Ce qui caractérise aujourd’hui cette sécheresse éclair, selon le docteur en agroclimatologie, Serge Zaka, c’est la déperdition très rapide en eau des sols et des végétaux. D’ailleurs, l’évapotranspiration n’a jamais été aussi importante début juin, et ce depuis le début des relevés, nous explique-t-il reprenant ainsi le graphique mis en ligne par François Jobard, météorologue à Météo France.

Au nord, avec le soleil de mai/juin très puissant, avec la bise, le plus sec parmi les vents, des taux d'humidité parfois <30 % en journée, les sols s'assèchent rapidement, évapotranspiration potentielle au max. Les sols assez humides avril/mai s'assèchenthttps://t.co/yQZLPnw07i pic.twitter.com/PqVFqXVWf4

— François Jobard (@Francois_Jobard) June 1, 2023

Pour le moment, ce phénomène n’a pas encore d’impact sur l’agriculture, car cette sécheresse n’est pas assez durable, et qu’elle ne concerne pas non plus les eaux en profondeur, explique-t-il. À ce stade, ce phénomène touche uniquement les quarante premiers centimètres des sols, et affecte donc les espèces agricoles ayant des racines inférieures, et qui dépendent essentiellement de l’eau de surface. Comme c’est le cas pour le maïs, la pomme de terre, la betterave et le tournesol.

En revanche, les sols agricoles ont déjà perdu tout le capital d’eau accumulé au printemps, alerte l’expert. Cette sécheresse éclair nous a fait perdre notre capital en eau que nous avions accumulé lors des pluies de mars et avril, nous mettant ainsi en situation de fragilité pour ce début d’été.

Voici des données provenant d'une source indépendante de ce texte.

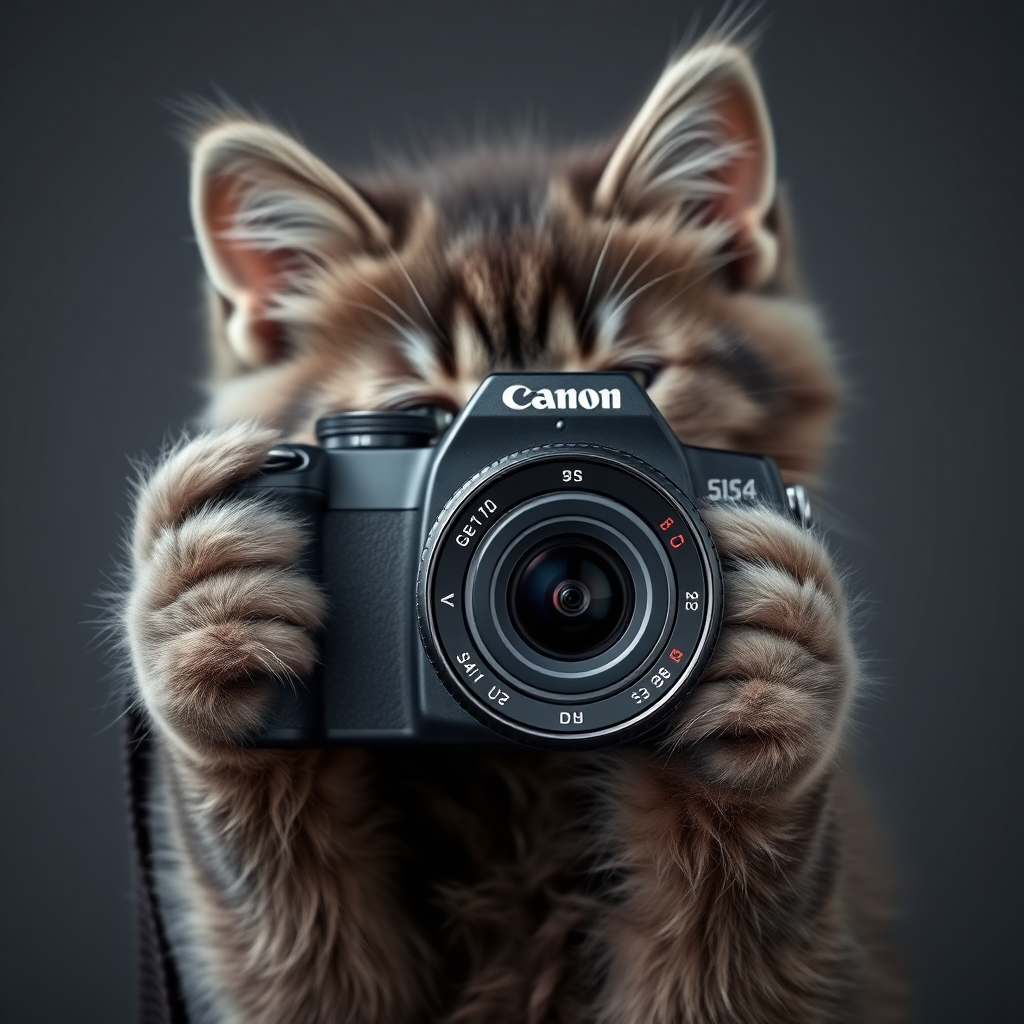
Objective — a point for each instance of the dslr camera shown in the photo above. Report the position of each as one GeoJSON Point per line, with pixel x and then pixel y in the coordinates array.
{"type": "Point", "coordinates": [539, 573]}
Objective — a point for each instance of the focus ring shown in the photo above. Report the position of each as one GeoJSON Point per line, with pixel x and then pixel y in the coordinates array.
{"type": "Point", "coordinates": [444, 595]}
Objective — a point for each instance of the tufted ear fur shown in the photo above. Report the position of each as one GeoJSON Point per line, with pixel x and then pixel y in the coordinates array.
{"type": "Point", "coordinates": [265, 212]}
{"type": "Point", "coordinates": [701, 145]}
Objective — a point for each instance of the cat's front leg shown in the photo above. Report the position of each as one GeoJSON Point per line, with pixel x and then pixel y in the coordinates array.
{"type": "Point", "coordinates": [282, 878]}
{"type": "Point", "coordinates": [739, 897]}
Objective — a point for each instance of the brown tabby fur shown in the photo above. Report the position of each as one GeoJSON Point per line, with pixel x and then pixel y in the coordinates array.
{"type": "Point", "coordinates": [724, 878]}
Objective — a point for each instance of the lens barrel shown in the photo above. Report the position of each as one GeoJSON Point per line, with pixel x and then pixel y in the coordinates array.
{"type": "Point", "coordinates": [569, 596]}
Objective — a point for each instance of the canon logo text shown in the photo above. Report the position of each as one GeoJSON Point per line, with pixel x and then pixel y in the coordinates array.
{"type": "Point", "coordinates": [519, 396]}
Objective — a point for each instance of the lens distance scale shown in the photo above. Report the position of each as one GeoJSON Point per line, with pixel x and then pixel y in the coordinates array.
{"type": "Point", "coordinates": [617, 501]}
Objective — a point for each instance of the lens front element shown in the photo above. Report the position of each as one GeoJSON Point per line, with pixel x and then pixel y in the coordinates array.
{"type": "Point", "coordinates": [570, 599]}
{"type": "Point", "coordinates": [569, 596]}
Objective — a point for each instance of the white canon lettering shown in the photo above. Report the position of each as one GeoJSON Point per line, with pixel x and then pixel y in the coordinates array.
{"type": "Point", "coordinates": [519, 397]}
{"type": "Point", "coordinates": [543, 399]}
{"type": "Point", "coordinates": [508, 395]}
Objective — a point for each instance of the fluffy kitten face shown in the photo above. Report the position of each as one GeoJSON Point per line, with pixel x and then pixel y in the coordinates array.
{"type": "Point", "coordinates": [667, 254]}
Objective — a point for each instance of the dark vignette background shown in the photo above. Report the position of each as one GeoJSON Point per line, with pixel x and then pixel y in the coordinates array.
{"type": "Point", "coordinates": [898, 129]}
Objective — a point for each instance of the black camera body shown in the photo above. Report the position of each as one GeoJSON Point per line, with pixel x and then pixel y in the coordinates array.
{"type": "Point", "coordinates": [541, 574]}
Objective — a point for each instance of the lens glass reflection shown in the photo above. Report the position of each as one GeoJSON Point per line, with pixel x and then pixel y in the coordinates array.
{"type": "Point", "coordinates": [570, 598]}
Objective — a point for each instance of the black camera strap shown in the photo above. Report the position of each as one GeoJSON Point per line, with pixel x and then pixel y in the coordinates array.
{"type": "Point", "coordinates": [160, 999]}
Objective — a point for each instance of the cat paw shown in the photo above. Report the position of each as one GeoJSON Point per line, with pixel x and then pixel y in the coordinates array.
{"type": "Point", "coordinates": [217, 614]}
{"type": "Point", "coordinates": [768, 713]}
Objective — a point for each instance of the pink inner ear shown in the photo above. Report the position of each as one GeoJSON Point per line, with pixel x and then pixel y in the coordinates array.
{"type": "Point", "coordinates": [252, 274]}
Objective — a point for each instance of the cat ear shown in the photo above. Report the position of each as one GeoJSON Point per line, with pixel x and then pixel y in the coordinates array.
{"type": "Point", "coordinates": [265, 212]}
{"type": "Point", "coordinates": [702, 144]}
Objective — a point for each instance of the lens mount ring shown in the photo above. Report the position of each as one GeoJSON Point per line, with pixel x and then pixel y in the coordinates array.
{"type": "Point", "coordinates": [613, 502]}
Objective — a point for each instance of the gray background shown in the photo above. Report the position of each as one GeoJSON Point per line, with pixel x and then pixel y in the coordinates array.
{"type": "Point", "coordinates": [899, 129]}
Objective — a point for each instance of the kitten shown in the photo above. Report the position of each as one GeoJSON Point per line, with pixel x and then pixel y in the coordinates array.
{"type": "Point", "coordinates": [720, 879]}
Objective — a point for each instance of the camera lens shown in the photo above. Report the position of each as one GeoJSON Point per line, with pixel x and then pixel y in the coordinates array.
{"type": "Point", "coordinates": [570, 598]}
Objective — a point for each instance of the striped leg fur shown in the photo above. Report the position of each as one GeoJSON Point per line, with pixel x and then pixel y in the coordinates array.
{"type": "Point", "coordinates": [736, 901]}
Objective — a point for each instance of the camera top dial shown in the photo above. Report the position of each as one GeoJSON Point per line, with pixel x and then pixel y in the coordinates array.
{"type": "Point", "coordinates": [568, 596]}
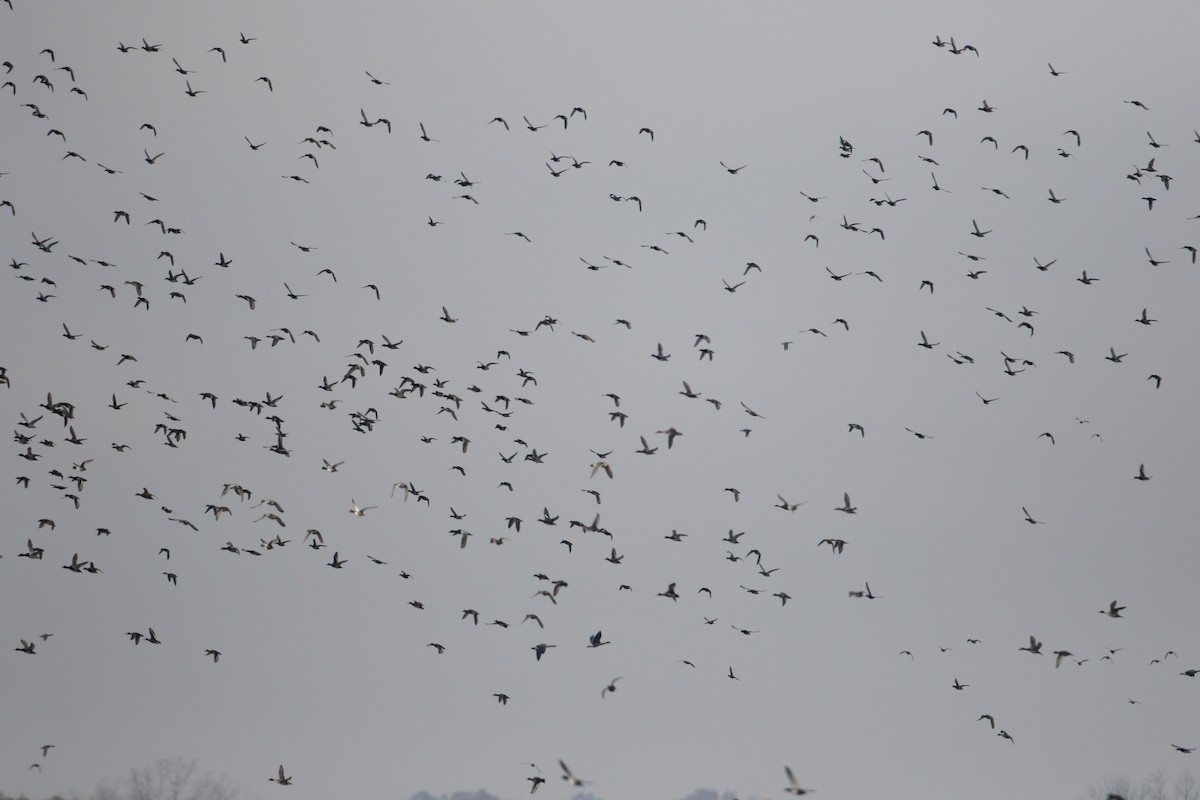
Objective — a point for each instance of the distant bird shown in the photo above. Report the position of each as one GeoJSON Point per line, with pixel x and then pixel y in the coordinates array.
{"type": "Point", "coordinates": [282, 780]}
{"type": "Point", "coordinates": [792, 787]}
{"type": "Point", "coordinates": [1035, 647]}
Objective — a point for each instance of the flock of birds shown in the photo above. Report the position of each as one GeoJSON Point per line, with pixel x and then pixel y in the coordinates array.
{"type": "Point", "coordinates": [474, 409]}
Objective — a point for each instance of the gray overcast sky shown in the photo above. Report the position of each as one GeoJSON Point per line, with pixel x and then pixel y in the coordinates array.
{"type": "Point", "coordinates": [330, 672]}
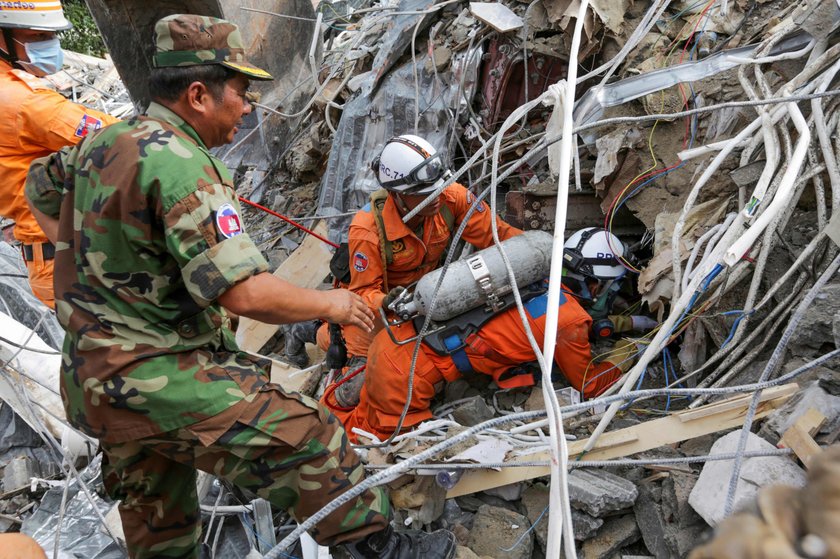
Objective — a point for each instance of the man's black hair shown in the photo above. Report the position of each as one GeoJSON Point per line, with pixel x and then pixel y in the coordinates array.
{"type": "Point", "coordinates": [167, 84]}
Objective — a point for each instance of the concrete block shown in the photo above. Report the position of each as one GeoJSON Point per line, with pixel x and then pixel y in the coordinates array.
{"type": "Point", "coordinates": [614, 535]}
{"type": "Point", "coordinates": [535, 500]}
{"type": "Point", "coordinates": [17, 473]}
{"type": "Point", "coordinates": [816, 333]}
{"type": "Point", "coordinates": [668, 524]}
{"type": "Point", "coordinates": [509, 492]}
{"type": "Point", "coordinates": [473, 412]}
{"type": "Point", "coordinates": [812, 396]}
{"type": "Point", "coordinates": [597, 492]}
{"type": "Point", "coordinates": [496, 529]}
{"type": "Point", "coordinates": [709, 494]}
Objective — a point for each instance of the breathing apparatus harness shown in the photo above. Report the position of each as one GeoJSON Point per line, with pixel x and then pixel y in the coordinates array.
{"type": "Point", "coordinates": [580, 268]}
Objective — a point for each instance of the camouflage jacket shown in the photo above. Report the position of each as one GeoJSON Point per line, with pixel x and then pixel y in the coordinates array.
{"type": "Point", "coordinates": [149, 238]}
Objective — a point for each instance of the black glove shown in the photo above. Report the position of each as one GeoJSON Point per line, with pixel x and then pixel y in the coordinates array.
{"type": "Point", "coordinates": [392, 296]}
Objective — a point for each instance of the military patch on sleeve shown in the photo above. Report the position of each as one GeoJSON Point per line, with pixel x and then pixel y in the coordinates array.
{"type": "Point", "coordinates": [227, 222]}
{"type": "Point", "coordinates": [360, 262]}
{"type": "Point", "coordinates": [87, 125]}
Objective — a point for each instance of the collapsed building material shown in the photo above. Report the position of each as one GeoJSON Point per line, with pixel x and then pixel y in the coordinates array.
{"type": "Point", "coordinates": [708, 495]}
{"type": "Point", "coordinates": [623, 442]}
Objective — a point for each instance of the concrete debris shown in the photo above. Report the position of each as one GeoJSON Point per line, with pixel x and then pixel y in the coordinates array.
{"type": "Point", "coordinates": [820, 329]}
{"type": "Point", "coordinates": [501, 533]}
{"type": "Point", "coordinates": [709, 494]}
{"type": "Point", "coordinates": [598, 492]}
{"type": "Point", "coordinates": [730, 214]}
{"type": "Point", "coordinates": [810, 397]}
{"type": "Point", "coordinates": [472, 412]}
{"type": "Point", "coordinates": [615, 534]}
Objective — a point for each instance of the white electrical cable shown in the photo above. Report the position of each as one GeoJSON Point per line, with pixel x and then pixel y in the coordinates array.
{"type": "Point", "coordinates": [783, 194]}
{"type": "Point", "coordinates": [554, 292]}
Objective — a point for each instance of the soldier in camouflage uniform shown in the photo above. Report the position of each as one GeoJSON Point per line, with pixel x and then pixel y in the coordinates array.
{"type": "Point", "coordinates": [150, 252]}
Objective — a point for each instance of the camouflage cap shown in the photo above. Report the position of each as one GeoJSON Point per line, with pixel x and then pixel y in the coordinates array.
{"type": "Point", "coordinates": [190, 40]}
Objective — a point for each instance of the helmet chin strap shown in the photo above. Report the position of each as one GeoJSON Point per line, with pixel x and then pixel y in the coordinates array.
{"type": "Point", "coordinates": [10, 56]}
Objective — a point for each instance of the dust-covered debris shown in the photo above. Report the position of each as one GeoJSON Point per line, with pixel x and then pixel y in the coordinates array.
{"type": "Point", "coordinates": [727, 246]}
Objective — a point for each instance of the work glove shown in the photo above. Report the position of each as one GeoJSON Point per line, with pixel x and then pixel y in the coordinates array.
{"type": "Point", "coordinates": [391, 297]}
{"type": "Point", "coordinates": [642, 323]}
{"type": "Point", "coordinates": [623, 355]}
{"type": "Point", "coordinates": [638, 322]}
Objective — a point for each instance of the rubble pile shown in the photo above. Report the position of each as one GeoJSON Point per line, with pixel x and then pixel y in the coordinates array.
{"type": "Point", "coordinates": [704, 131]}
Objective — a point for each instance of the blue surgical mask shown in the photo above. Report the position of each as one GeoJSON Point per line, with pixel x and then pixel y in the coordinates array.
{"type": "Point", "coordinates": [45, 57]}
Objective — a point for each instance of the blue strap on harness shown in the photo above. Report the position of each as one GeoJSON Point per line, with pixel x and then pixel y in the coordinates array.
{"type": "Point", "coordinates": [456, 347]}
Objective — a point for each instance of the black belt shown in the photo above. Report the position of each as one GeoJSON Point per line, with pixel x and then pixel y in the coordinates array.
{"type": "Point", "coordinates": [48, 250]}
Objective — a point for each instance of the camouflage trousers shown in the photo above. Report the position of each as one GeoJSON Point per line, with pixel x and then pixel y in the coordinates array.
{"type": "Point", "coordinates": [285, 448]}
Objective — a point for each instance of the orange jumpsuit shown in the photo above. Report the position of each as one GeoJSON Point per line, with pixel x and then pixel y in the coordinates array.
{"type": "Point", "coordinates": [35, 121]}
{"type": "Point", "coordinates": [414, 257]}
{"type": "Point", "coordinates": [499, 346]}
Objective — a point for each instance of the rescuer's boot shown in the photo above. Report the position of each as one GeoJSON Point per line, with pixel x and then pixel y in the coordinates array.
{"type": "Point", "coordinates": [411, 544]}
{"type": "Point", "coordinates": [349, 392]}
{"type": "Point", "coordinates": [297, 336]}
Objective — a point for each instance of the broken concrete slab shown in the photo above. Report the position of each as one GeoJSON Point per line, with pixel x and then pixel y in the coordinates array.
{"type": "Point", "coordinates": [510, 492]}
{"type": "Point", "coordinates": [496, 529]}
{"type": "Point", "coordinates": [810, 397]}
{"type": "Point", "coordinates": [614, 535]}
{"type": "Point", "coordinates": [18, 473]}
{"type": "Point", "coordinates": [598, 492]}
{"type": "Point", "coordinates": [709, 494]}
{"type": "Point", "coordinates": [472, 412]}
{"type": "Point", "coordinates": [668, 524]}
{"type": "Point", "coordinates": [535, 500]}
{"type": "Point", "coordinates": [816, 334]}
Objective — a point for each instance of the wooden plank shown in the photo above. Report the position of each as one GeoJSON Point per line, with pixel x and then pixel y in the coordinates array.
{"type": "Point", "coordinates": [648, 435]}
{"type": "Point", "coordinates": [305, 267]}
{"type": "Point", "coordinates": [799, 437]}
{"type": "Point", "coordinates": [733, 403]}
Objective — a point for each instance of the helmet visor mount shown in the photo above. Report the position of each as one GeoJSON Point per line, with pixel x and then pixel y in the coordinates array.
{"type": "Point", "coordinates": [427, 172]}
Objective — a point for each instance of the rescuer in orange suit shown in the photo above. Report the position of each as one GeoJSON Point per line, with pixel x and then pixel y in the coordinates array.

Un mauvais signe pour l'été à venir ?

Ce n’est effectivement pas très positif pour les semaines à venir, explique le scientifique qui n’est pas défaitiste. En effet, la sécheresse peut disparaître comme elle est arrivée. Selon lui, s’il pleut de nouveau suffisamment sur la deuxième partie du mois de juin, cette sécheresse éclair n’aura alors eu aucun impact sur les cultures de type blé, orge et colza. Et, les cultures de maïs, pommes de terre et betteraves pourraient même rattraper leur retard. À l’inverse, si cette sécheresse est amenée à durer, d’une à deux voire trois semaines supplémentaires, cela entamerait fortement le potentiel de rendement de toutes les cultures. C’est donc à surveiller.

Cependant, ce phénomène posera à long terme des problématiques en matière de gestion agricole puisque ces sécheresses éclairs, en raison de leur fréquence et de leur intensité, vont rendre plus complexe la production agricole, explique Serge Zaka, ajoutant que ces sécheresses pourraient surtout fragiliser économiquement les agriculteurs déjà, fortement touchés par les assauts du changement climatique.